Sed, the amazing command line text stream editor, is a staple in my daily life. I use it for any text replacement, especially if the text replacement needs to be done on all files in a directory. Unfortunately, sometimes I still need reminders on how to unleash its awesome power.
Delete a range of lines:
sed -i .bak '25,59d' *.html
This will delete lines 26 through 59 of every .html file in a directory. What happens if you leave off the -i .bak part? It writes the file to stdout, not to the files and you get a screen full of text. Probably not what we’re looking for. By the way, .bak is arbitrary; use whatever you like for your backup extension.
The mighty &:
sed -i .bak 's/this.blur()/&;/g' *.html
This will append a semicolon to the text “this.blur()” so you end up with “this.blur();”. Yay for the &!
Replace a space with a tab!
sed -i 's/ /[--TAB--]/g' file.txt
In place of --TAB-- , provide the keyboard command CTRL + V followed by the TAB key.
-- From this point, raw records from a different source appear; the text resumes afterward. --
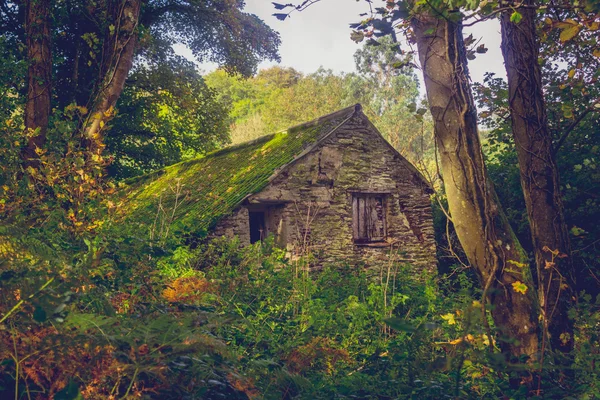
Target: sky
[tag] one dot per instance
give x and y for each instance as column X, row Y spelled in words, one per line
column 320, row 36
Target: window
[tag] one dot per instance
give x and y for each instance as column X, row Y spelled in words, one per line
column 368, row 217
column 257, row 226
column 267, row 219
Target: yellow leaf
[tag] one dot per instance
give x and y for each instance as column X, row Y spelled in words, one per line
column 520, row 287
column 569, row 33
column 516, row 263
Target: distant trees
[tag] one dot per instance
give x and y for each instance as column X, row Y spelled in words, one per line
column 81, row 53
column 277, row 98
column 482, row 228
column 72, row 62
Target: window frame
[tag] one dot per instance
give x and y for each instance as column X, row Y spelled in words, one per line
column 366, row 196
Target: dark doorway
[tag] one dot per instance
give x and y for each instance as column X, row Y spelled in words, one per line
column 257, row 226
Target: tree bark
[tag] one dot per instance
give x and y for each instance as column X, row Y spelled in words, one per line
column 539, row 176
column 118, row 52
column 39, row 78
column 482, row 228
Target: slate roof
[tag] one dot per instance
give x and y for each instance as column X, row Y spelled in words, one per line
column 194, row 195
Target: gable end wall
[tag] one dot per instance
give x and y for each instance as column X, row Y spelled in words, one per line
column 317, row 192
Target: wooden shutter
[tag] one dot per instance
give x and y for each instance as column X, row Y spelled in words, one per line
column 368, row 217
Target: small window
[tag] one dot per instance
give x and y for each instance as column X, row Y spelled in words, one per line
column 257, row 226
column 368, row 217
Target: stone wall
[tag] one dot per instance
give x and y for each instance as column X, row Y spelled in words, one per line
column 315, row 202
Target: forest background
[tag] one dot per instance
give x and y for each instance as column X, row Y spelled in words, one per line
column 92, row 93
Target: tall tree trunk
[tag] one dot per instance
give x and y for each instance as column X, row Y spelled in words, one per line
column 39, row 77
column 118, row 52
column 539, row 175
column 481, row 226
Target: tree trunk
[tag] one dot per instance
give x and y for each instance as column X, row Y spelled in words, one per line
column 539, row 176
column 481, row 226
column 39, row 77
column 118, row 52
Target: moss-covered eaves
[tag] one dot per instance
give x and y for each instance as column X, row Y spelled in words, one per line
column 190, row 197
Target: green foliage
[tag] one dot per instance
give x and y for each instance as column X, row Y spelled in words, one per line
column 174, row 200
column 385, row 86
column 166, row 114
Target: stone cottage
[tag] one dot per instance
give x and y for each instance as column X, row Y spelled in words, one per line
column 333, row 187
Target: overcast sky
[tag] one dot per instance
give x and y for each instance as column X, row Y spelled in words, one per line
column 320, row 36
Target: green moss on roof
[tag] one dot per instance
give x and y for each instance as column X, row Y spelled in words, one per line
column 212, row 186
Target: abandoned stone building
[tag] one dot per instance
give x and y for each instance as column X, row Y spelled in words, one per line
column 333, row 187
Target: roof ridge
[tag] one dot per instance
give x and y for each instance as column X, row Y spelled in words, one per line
column 354, row 108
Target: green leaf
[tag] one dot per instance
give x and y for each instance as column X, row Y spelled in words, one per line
column 569, row 33
column 449, row 318
column 399, row 324
column 567, row 110
column 39, row 314
column 70, row 392
column 516, row 17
This command will replace 3 spaces with a tab in the file file.txt.
(source: http://www.atoztoa.com/2008/12/replace-tab-using-sed.html)
NB: I use bash as my shell. The above command should work across the many different shells, but I’ve not tested it in anything other than bash.
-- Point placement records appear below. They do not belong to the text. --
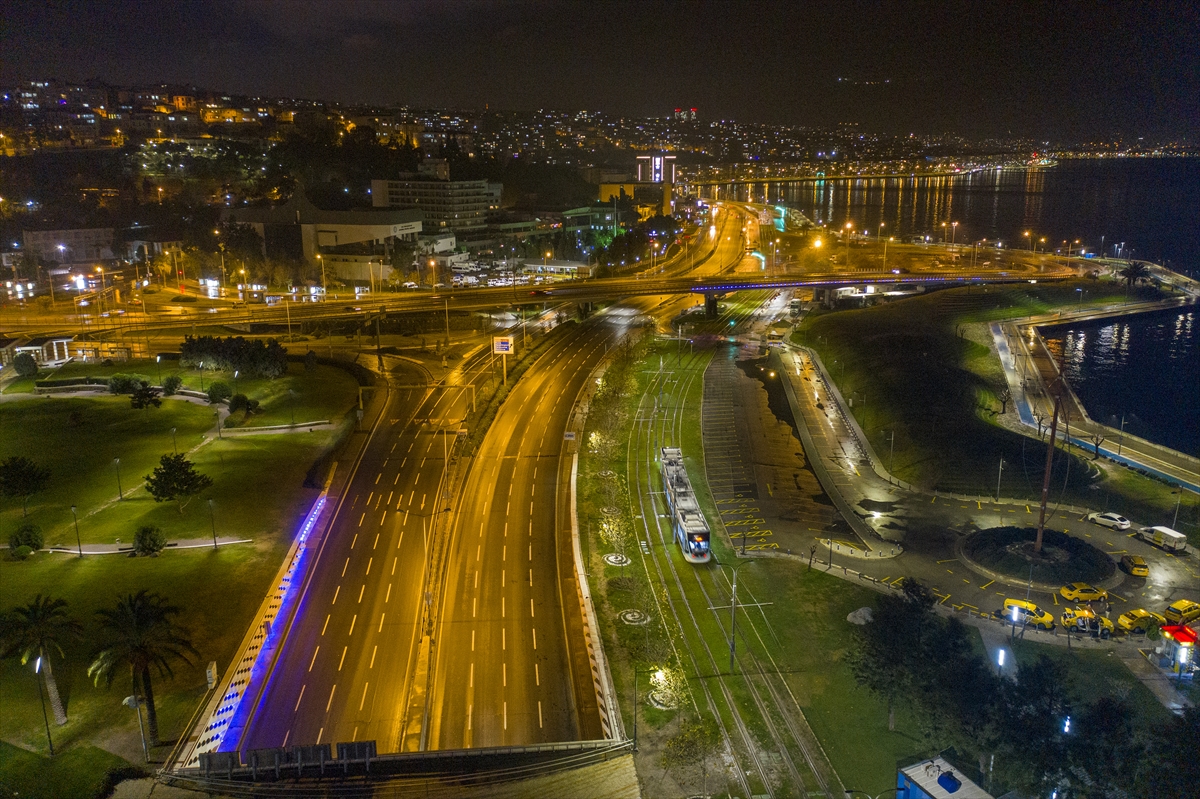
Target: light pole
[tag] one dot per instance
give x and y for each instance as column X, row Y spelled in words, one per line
column 733, row 612
column 41, row 700
column 78, row 542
I seriously love this sed one liner. Seriously love it. Once, I had the thrilling task of extracting tables from a pdf, so that the tables could be recreated as a spreadsheet. Replacing spaces with tabs ruled the day, and the extracted data was easily imported into the spreadsheet. But the thing to take away from this is that if your sed won’t accept \t, it is still possible to match on a tab!